A long-term CR is the worst way to fund the government. It merely
recycles last year's funding levels to meet this year's funding
priorities. That makes as much sense as using last year's canceled
checks to pay this year's bills.
The military construction Program is the poster child for everything
that is wrong with a CR. The 2014 Senate MILCON-VA bill includes $4.8
billion for the construction of hundreds of new-start MilCon projects
throughout the United States. The 2013 bill--which sets the funding
levels for the CR--funded a totally different set of MILCON projects,
and the funding does not align with the 2014 program.
For example, the Army needs $\1/2\ billion less for MILCON in 2014,
and the Air Force needs $800 million more. A CR written at 2013 levels
would not reflect those requirements, meaning the Air Force would come
up short while the Army would be awash in MILCON dollars it does not
need. This would be a devastating blow for the Air Force because it
took a pause in its MILCON Program last year. As a result, a CR at the
2013 level would fund less than 30 percent of the 2014 Air Force MILCON
Program.
All of which could be moot because a CR also prohibits new starts.
Without relief from that provision, 96 percent of the major MILCON
Program would be on hold.
The MILCON bill funds mission-critical training and operational
facilities, schools, hospitals, troop and family housing, and myriad
other programs crucial to the work and well-being of our service
members and their families. The 2014 Senate bill funds more than 200
new major MILCON projects in 39 States.
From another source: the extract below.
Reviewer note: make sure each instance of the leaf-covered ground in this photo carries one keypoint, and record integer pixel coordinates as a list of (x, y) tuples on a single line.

And that does not include
overseas MILCON or follow-on phases of ongoing projects.
Hundreds of thousands of Americans across the Nation go to work every
day for contractors building MILCON projects. Government construction--
whether it be MILCON, VA hospitals and clinics, or Federal roads,
highways and bridges--is a major job generator. The Association of
General Contractors estimates that every $1 billion in nonresidential
construction generates 28,500 jobs.
For the 2014 slate of major MILCON projects alone, that amounts to
nearly 137,000 new jobs. Multiply that by the annual Federal Government
investment in nationwide construction projects, and it is clear that a
robust government construction program is a wise economic investment on
all fronts.
Even if the new-start prohibition were lifted, the 2014 sequester
remains a threat to the military construction program. DOD estimates
that a second round of sequestration could cost the MILCON Program as
much as $1 billion, of which about half would come from new major
construction projects. Under another round of sequestration, project
deferrals or cancellations are almost guaranteed. The result would be a
disruption of the MILCON Program and possibly thousands of lost job
opportunities.
As chairman of the Senate Banking Committee, I am well aware of the
Nation's precarious economic recovery. As an appropriator, I am equally
aware of the need to adequately fund both Defense and domestic
government programs.
The path to responsible government funding requires both revenue
increases, through such means as closing tax loopholes and sensible
spending cuts. Spending cuts alone cannot close the gap without
crippling the economy.
Mr. President, Congress has a responsibility to govern. In the coming
weeks, we must strive to achieve at minimum a 2-year budget deal,
cancel sequestration for at least 2 years, and produce a governmentwide
funding bill--what is commonly known as an omnibus by January 15. With
the cooperation of all parties, that is an achievable goal. The
American people deserve--and expect--no less.